Gérard Filoche. Le chèque emploi entreprise ne constitue même pas le retour au travail journalier, c’est le travail à l’heure, sans contrôle possible, sans durée légale ni bulletin de paie lisible. Ce système facilitera le travail illégal ou dissimulé, puisqu’il n’y aura plus de déclaration préalable à l’embauche. Il sera impossible de lutter pour le contrôle réel des horaires, du paiement des cotisations sociales et des salaires.

Dominique de Villepin a annoncé ne pas vouloir « toucher au Code du travail » et désiré « promouvoir notre modèle social français ». Est-il dans le vrai ?
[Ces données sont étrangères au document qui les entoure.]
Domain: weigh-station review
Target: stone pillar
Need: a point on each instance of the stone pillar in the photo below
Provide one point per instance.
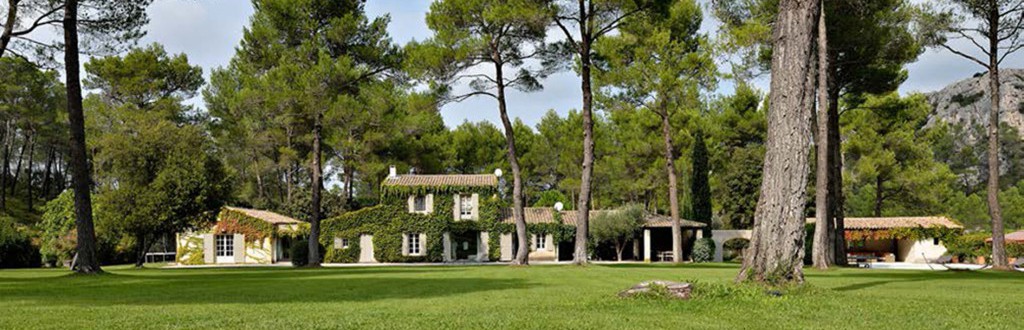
(483, 253)
(506, 241)
(646, 245)
(446, 247)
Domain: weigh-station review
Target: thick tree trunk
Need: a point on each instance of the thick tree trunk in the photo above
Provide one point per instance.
(47, 170)
(7, 141)
(20, 158)
(580, 254)
(81, 179)
(8, 26)
(28, 173)
(140, 248)
(670, 167)
(777, 242)
(879, 198)
(822, 253)
(522, 253)
(994, 211)
(314, 257)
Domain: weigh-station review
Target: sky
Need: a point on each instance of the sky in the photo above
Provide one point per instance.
(208, 32)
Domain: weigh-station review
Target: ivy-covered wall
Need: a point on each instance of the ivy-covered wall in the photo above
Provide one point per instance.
(389, 220)
(259, 236)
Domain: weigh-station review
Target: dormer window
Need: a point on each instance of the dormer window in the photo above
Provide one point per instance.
(466, 206)
(420, 203)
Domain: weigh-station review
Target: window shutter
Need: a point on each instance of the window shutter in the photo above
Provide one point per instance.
(240, 248)
(423, 244)
(476, 206)
(209, 250)
(456, 207)
(404, 244)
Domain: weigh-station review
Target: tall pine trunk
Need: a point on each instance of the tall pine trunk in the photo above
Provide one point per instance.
(670, 167)
(314, 257)
(836, 201)
(8, 26)
(994, 211)
(822, 254)
(28, 174)
(777, 242)
(522, 253)
(580, 254)
(20, 158)
(87, 262)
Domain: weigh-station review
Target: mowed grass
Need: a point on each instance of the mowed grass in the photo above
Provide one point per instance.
(498, 296)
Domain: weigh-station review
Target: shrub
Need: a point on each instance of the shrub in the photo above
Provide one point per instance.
(300, 252)
(704, 250)
(15, 247)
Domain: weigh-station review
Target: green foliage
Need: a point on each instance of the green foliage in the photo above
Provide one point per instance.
(892, 170)
(704, 250)
(192, 252)
(973, 245)
(619, 225)
(57, 239)
(737, 151)
(699, 187)
(733, 248)
(300, 252)
(16, 249)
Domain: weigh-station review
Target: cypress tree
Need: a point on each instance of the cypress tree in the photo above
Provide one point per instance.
(699, 188)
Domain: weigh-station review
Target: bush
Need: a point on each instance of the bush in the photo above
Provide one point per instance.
(300, 252)
(704, 250)
(15, 247)
(734, 248)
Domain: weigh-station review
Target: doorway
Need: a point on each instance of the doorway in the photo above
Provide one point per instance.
(465, 245)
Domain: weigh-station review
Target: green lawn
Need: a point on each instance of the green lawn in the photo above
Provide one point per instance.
(540, 296)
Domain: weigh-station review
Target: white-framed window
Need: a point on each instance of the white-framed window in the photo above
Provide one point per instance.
(420, 203)
(415, 246)
(465, 206)
(541, 242)
(225, 245)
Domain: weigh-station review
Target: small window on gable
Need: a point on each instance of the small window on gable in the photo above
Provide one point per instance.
(420, 203)
(465, 206)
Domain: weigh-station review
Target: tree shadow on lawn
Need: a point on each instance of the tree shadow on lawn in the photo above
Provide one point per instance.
(244, 288)
(657, 265)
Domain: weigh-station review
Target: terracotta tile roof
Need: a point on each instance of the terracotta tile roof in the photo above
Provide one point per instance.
(547, 215)
(442, 179)
(531, 214)
(896, 221)
(1015, 237)
(268, 216)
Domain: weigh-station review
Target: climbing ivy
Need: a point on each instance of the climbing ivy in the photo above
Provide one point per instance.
(389, 220)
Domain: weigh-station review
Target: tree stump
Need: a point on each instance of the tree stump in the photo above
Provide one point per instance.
(677, 290)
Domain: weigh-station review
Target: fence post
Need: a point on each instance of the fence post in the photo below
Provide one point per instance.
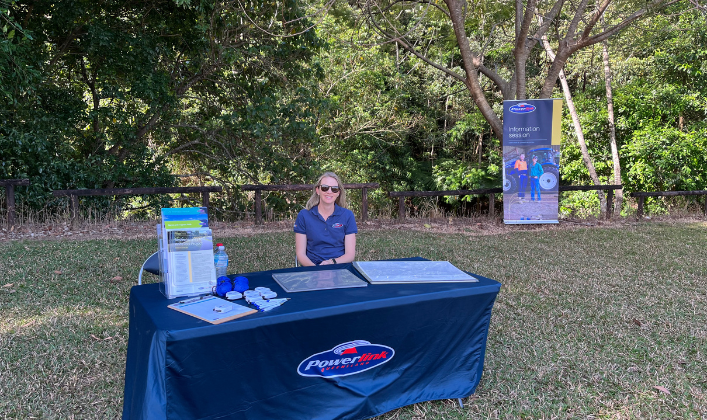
(364, 204)
(10, 195)
(258, 211)
(74, 209)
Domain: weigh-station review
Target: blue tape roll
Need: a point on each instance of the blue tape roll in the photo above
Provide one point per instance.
(223, 286)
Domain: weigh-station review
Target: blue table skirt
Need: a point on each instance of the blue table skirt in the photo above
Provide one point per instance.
(179, 367)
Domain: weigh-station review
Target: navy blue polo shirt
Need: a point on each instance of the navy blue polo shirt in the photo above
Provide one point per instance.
(325, 239)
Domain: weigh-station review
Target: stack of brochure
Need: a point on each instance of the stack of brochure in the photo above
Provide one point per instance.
(186, 252)
(380, 272)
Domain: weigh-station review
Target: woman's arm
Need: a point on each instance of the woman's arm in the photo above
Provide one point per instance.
(301, 249)
(349, 251)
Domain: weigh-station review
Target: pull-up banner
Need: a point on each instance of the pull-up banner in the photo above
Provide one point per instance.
(531, 160)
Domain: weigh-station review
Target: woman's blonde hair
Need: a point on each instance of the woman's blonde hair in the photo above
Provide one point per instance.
(314, 199)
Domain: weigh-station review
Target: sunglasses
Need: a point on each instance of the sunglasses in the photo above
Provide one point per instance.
(325, 188)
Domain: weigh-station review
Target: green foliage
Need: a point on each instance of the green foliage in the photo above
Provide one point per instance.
(663, 158)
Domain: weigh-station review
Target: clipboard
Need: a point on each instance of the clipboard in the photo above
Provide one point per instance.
(203, 308)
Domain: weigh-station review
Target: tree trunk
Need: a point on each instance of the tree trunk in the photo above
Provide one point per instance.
(456, 14)
(578, 130)
(612, 128)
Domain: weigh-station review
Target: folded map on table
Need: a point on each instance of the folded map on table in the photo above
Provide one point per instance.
(305, 281)
(378, 272)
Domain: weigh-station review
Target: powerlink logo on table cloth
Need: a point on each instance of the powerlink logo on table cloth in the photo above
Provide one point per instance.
(522, 108)
(346, 359)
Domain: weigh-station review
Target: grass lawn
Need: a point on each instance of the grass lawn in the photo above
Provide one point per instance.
(606, 322)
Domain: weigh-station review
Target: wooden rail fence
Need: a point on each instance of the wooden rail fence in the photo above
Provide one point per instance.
(75, 194)
(642, 198)
(10, 185)
(491, 192)
(305, 187)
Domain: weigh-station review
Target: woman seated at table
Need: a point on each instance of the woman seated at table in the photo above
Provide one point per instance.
(325, 231)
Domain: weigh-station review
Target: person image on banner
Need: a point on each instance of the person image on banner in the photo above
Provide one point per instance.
(522, 167)
(536, 169)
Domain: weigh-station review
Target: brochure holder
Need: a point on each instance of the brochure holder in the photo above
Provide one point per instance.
(186, 254)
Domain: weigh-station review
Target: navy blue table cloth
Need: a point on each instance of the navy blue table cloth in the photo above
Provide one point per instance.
(331, 354)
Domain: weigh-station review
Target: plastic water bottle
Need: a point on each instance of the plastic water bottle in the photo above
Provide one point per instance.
(220, 261)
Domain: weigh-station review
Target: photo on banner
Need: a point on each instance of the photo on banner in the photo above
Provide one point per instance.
(531, 160)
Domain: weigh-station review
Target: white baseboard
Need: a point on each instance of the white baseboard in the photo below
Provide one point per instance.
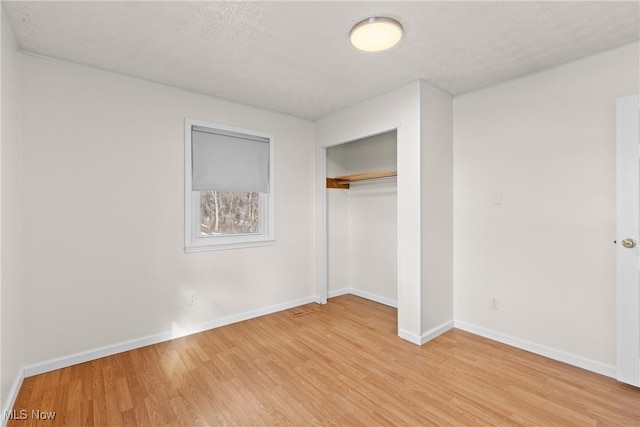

Gérard Filoche. Monsieur de Villepin touche au Code du travail. Ce faisant, il s’attaque au modèle social français au lieu de le promouvoir. Qu’est-ce que le modèle social français, s’il existe ? C’est celui qui est né des conventions collectives de 1936, du Conseil national de la Résistance en 1945, des accords sociaux d’après mai 1968, de la victoire de la gauche en 1981. C’est le droit à la retraite par répartition à 60 ans ; la Sécurité sociale pour tous, les 35 heures sans pertes de salaire, les droits syndicaux, celui des délégués du personnel. Or ce modèle social français, c’est à lui que le gouvernement Chirac, Raffarin, Villepin et Sarkozy s’attaque depuis 2002. Nous voulons bien au contraire abroger les mesures de la droite, hausser le coût du travail, augmenter les salaires, baisser le coût du capital et redistribuer les - richesses.

(*) Membre du bureau national du Nouveau Parti socialiste, auteur des Carnets d’un inspecteur du travail, Éditions Ramsay.